Similarly, TLD stated by the anomaly called “TLD triplets used in URL” are

the most common TLDs and millions of legitimate websites use them.

Likewise, for anomalies “Number of sensitive words in URL”, “Number of

Script tag”, “Number of ‘Bag of words’ in URL”, even though several websites

contain them but what number should indicate phishing is unclear and

interestingly they are also very common in legitimate websites.

Some anomalies are associated with English language, when several phishing

websites are found to be non-English. List of such anomalies is in Table 10.

Anomaly types

Sloppiness or lacks of familiarity with English

Domain name character composition

Keyword/Description

Table 10: Anomalies dependent on English language

Anomalies in phishing websites can be an effective way to detect phishing, but

there is a need for proper methods for selection, calibration, and deployment of those

anomalies. There is a need to look for anomaly or a group of anomalies that are hard for

phishers to manipulate and are unexpected in legitimate websites during examination of

suspected websites. Some important points that can be utilized during the deployment

of anomalies for heuristic methods are:

(i) Priority should be given to the anomalies which phishers cannot easily

avoid.

Elimination of these anomalies takes time, effort, and money of phishers.
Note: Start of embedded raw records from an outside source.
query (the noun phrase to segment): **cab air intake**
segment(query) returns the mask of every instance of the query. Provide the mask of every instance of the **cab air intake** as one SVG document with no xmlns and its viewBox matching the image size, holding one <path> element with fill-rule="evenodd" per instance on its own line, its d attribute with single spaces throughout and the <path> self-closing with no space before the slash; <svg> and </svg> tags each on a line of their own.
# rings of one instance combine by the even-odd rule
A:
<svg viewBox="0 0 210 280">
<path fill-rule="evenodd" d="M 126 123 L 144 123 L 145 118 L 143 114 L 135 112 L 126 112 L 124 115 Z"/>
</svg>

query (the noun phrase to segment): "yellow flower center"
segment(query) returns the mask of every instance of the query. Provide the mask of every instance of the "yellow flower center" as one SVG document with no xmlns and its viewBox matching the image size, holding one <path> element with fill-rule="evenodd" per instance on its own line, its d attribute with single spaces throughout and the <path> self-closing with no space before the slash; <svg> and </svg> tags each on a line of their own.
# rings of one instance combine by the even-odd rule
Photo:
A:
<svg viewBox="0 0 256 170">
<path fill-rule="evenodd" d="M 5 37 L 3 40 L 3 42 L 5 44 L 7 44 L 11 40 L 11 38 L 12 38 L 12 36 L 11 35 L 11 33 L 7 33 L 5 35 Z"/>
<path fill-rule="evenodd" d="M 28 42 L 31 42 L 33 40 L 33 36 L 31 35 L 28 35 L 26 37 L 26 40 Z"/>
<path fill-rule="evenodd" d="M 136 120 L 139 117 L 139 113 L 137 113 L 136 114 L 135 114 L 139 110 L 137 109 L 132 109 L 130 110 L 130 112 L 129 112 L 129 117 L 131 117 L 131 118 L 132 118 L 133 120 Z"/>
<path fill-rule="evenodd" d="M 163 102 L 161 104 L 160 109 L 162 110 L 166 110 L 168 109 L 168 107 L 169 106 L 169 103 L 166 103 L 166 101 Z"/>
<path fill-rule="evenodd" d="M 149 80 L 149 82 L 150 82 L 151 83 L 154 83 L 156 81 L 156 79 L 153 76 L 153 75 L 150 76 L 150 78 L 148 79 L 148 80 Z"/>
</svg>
Further, it makes easier to detect such phishing websites and sometimes

it makes risky for phishers that they might be traced. An example is

URLs uses http in place of https or abnormal SSL certificate.

Anomalies, which are crucial for usability and social engineering. The

removable of such anomalies can easily be noticed by Internet users and

phishers are forced to include them. An example is authentic logo used

in phishing websites.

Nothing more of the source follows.